The WPLA distinguishes between and imposes different standards of liability on manufacturers and product sellers for harm caused by defective products. See RCW 7.72.030, .040. As a general rule, manufacturers of defective products are held to a higher standard of liability, including strict liability where an injury is caused by a manufacturing defect or a breach of warranty. RCW 7.72.030(2). 2 In contrast, product sellers are ordinarily liable only for negligence, breach of express warranty, or intentional misrepresentation.

This difference is major. If REI was not the retailer the plaintiff would have had to prove that REI was negligent. A manufacture can be held liable for a strict liability claim which limits the defenses available to the defendant. This difference made it easier to win the lawsuit against REI.

REI also argued that the actual manufacture, Aprebic, should be held equally or vicariously liable for the defects and the damages. However, the court held that for this aspect of the case, whether or not Aprebic was liable did not matter. REI was liable and that was all that mattered to the court and subsequently to the plaintiff. REI and Aprebic could sue each other later to determine who owes who money.
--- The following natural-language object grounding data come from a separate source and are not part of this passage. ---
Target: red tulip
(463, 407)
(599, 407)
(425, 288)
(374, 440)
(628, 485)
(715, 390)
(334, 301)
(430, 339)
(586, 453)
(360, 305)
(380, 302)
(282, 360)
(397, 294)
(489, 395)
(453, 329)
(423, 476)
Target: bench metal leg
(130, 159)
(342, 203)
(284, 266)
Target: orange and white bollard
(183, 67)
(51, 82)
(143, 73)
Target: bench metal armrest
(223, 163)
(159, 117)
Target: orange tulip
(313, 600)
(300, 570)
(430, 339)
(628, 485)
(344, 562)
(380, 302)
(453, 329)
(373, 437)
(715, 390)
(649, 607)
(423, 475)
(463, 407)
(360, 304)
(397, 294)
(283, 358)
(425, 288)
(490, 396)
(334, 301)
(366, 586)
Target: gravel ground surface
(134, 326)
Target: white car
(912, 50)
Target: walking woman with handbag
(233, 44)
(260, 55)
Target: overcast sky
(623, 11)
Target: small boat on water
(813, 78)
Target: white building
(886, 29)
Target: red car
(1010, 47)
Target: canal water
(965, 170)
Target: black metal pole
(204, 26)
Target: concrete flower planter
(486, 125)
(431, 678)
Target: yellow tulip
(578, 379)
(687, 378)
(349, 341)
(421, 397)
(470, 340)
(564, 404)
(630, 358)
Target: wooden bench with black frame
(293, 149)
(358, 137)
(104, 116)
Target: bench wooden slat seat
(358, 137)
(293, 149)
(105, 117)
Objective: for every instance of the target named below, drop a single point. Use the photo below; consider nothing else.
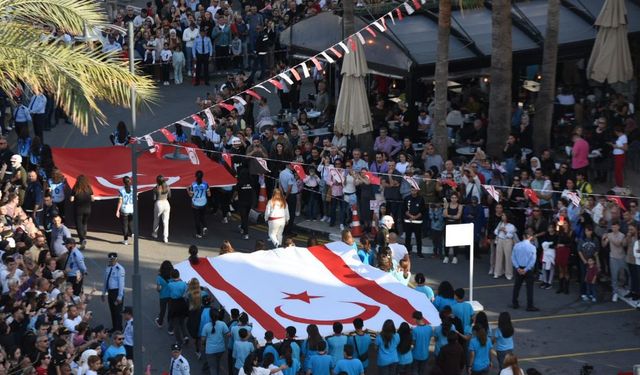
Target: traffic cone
(262, 199)
(356, 228)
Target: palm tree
(440, 139)
(544, 103)
(501, 77)
(80, 77)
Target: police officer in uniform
(179, 364)
(414, 209)
(114, 290)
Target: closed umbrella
(353, 115)
(610, 58)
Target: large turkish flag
(106, 166)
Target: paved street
(559, 339)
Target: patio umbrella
(610, 58)
(353, 115)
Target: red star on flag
(304, 296)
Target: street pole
(138, 363)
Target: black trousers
(115, 309)
(410, 228)
(198, 217)
(243, 210)
(222, 57)
(292, 200)
(202, 68)
(127, 223)
(77, 285)
(38, 120)
(82, 220)
(519, 279)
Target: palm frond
(69, 16)
(79, 77)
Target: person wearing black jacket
(244, 195)
(414, 209)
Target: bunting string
(612, 197)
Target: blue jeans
(337, 204)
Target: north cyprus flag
(298, 286)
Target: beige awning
(610, 59)
(353, 115)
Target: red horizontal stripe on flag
(213, 277)
(336, 265)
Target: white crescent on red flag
(105, 167)
(299, 286)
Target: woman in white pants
(161, 208)
(276, 216)
(505, 239)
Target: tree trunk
(544, 105)
(440, 138)
(501, 77)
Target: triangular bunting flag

The motion for summary judgment was based the strict liability claim. Remember in this case, although REI is only a retailer, by branding the product with its name, it is now held to the liability of a manufacture.

Washington by statute defines the liability of a manufacture if found liable for strict liability as:

A product manufacturer is subject to strict liability to a claimant if the claimant’s harm was proximately caused by the fact that the product was not reasonably safe in construction or not reasonably safe because it did not conform to the manufacturer’s [*9] express warranty or to the implied warranties under Title 62A RCW.
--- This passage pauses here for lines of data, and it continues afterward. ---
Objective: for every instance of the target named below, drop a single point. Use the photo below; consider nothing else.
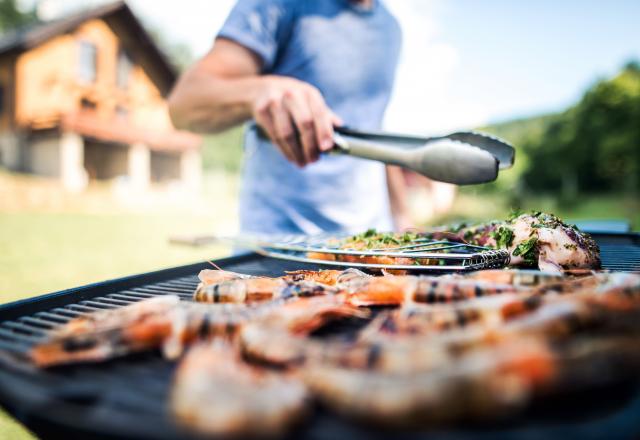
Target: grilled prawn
(161, 322)
(228, 287)
(216, 393)
(279, 337)
(485, 383)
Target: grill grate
(126, 397)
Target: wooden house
(83, 97)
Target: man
(297, 68)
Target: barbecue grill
(126, 398)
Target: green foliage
(594, 146)
(11, 17)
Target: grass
(473, 205)
(52, 240)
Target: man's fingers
(336, 120)
(285, 134)
(305, 124)
(324, 121)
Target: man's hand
(295, 117)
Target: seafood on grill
(420, 336)
(215, 392)
(485, 383)
(536, 240)
(218, 286)
(278, 337)
(162, 322)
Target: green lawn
(43, 252)
(474, 205)
(47, 250)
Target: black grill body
(127, 398)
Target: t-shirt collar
(362, 9)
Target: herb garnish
(528, 250)
(503, 236)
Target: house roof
(124, 23)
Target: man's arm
(225, 88)
(398, 199)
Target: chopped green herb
(503, 236)
(528, 250)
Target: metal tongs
(462, 158)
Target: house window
(88, 65)
(124, 69)
(88, 104)
(121, 113)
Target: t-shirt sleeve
(260, 26)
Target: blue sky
(465, 62)
(532, 57)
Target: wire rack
(426, 254)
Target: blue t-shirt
(350, 55)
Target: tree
(11, 17)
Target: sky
(465, 63)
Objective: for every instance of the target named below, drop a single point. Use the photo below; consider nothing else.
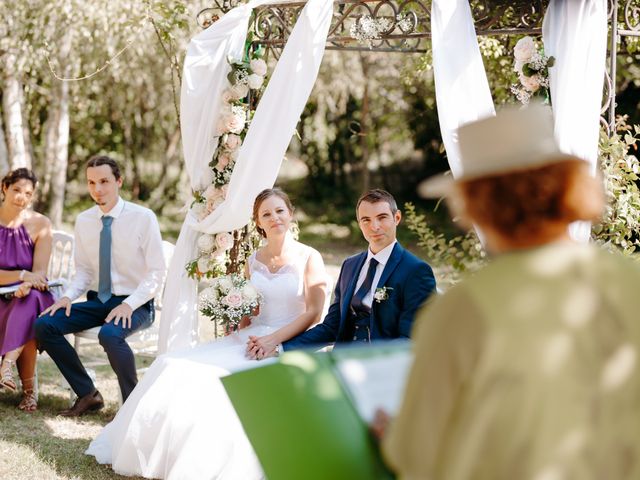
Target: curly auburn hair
(520, 205)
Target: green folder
(301, 421)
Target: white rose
(225, 284)
(258, 66)
(214, 203)
(224, 241)
(255, 81)
(199, 210)
(517, 66)
(206, 243)
(231, 123)
(203, 264)
(249, 292)
(531, 84)
(524, 49)
(239, 91)
(233, 298)
(233, 141)
(208, 295)
(234, 123)
(227, 96)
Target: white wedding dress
(178, 423)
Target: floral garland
(367, 28)
(247, 76)
(532, 67)
(228, 300)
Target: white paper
(377, 382)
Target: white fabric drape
(575, 33)
(462, 89)
(259, 159)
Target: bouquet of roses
(228, 299)
(532, 67)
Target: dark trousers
(51, 329)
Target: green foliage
(620, 228)
(454, 256)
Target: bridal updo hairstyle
(17, 175)
(522, 204)
(262, 196)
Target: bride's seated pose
(178, 422)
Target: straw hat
(514, 139)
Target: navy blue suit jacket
(409, 281)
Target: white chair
(61, 261)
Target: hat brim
(442, 185)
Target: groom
(379, 290)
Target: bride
(178, 422)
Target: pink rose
(524, 49)
(258, 66)
(233, 299)
(239, 91)
(224, 241)
(223, 161)
(531, 84)
(233, 123)
(227, 96)
(255, 81)
(233, 141)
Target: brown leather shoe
(88, 403)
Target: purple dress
(18, 315)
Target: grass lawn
(43, 446)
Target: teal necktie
(104, 274)
(365, 288)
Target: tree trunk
(60, 155)
(13, 106)
(4, 154)
(60, 138)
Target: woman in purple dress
(25, 247)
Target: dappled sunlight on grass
(73, 428)
(619, 367)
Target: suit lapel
(392, 263)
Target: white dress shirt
(137, 262)
(382, 257)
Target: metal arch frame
(272, 25)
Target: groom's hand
(252, 347)
(121, 312)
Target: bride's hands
(261, 347)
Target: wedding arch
(296, 34)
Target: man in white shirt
(378, 290)
(119, 263)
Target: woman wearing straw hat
(529, 369)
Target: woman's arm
(39, 228)
(44, 241)
(315, 285)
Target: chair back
(61, 260)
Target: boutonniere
(381, 294)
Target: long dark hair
(19, 174)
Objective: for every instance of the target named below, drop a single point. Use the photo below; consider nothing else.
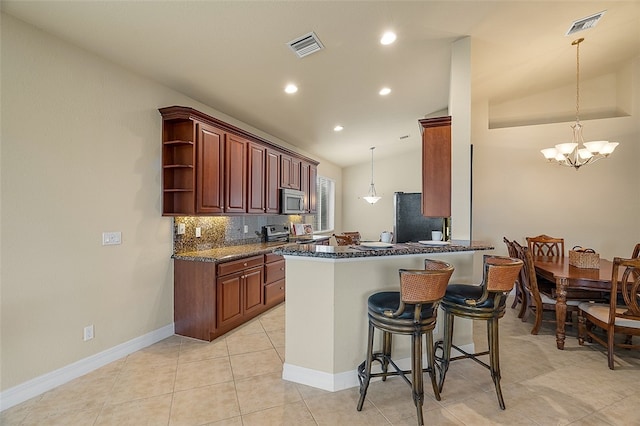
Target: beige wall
(80, 155)
(516, 193)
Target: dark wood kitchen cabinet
(272, 182)
(210, 145)
(308, 185)
(290, 172)
(194, 299)
(239, 289)
(178, 166)
(436, 167)
(210, 167)
(256, 190)
(211, 299)
(263, 182)
(274, 279)
(236, 153)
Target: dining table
(569, 278)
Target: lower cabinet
(239, 291)
(274, 273)
(211, 299)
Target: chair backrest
(511, 249)
(355, 236)
(501, 273)
(528, 277)
(343, 240)
(425, 285)
(628, 287)
(544, 245)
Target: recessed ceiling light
(291, 88)
(388, 38)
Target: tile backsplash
(220, 231)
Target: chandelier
(372, 197)
(577, 153)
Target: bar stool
(478, 302)
(411, 311)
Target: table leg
(561, 310)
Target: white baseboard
(340, 381)
(48, 381)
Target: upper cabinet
(289, 172)
(308, 185)
(210, 144)
(436, 167)
(210, 167)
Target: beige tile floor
(235, 380)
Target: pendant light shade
(372, 197)
(578, 153)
(a) A product is not reasonably safe in construction if, when the product left the control of the manufacturer, the product deviated in some material way from the design specifications or performance standards of the manufacturer, or deviated in some material way from otherwise identical units of the same product line.

The standard of manufacturing in this case was simple proof that the product was not reasonable safe. That is a very low standard to be proved by the plaintiff.

The plaintiff and defendant hired expert witnesses. The plaintiff’s expert witness opined that the front fork was not manufactured correctly. The plaintiff’s expert stated several specific issues with the fork that he found were the cause of the failure which caused the accident.

REI’s expert was not as specific in his findings from the way the Washington Appellate Court quoted him. The court quoted him using the following terms and phrases: “there is presently insufficient information to rule,” “the nature of the fracture was not determined” and “that additional laboratory testing should be conducted.” This hesitancy or non-specific language in the defendant’s expert witness report was grasped by the court as proof the expert witness of the plaintiff was correct.

So?
 
If you are a retailer you should understand the strict liability laws of your state to see how you are defined for products you brand with your name. In any case, you need to make sure that all products that come into your store are manufactured correctly and are not defective. In many cases, you may not be able to do that, such as the case a carbon fiber front fork.

If you are using third parties to manufacture products for your store you may want to have an agreement outlining the liability of the parties. You should also receive indemnification for product liability claims when you have no part of the manufacturing process. This means receiving more than a certificate of insurance. Most certificates of insurance simply prove the person providing the certificate has insurance. Not that the insurance policy is going to be available to use to pay claims.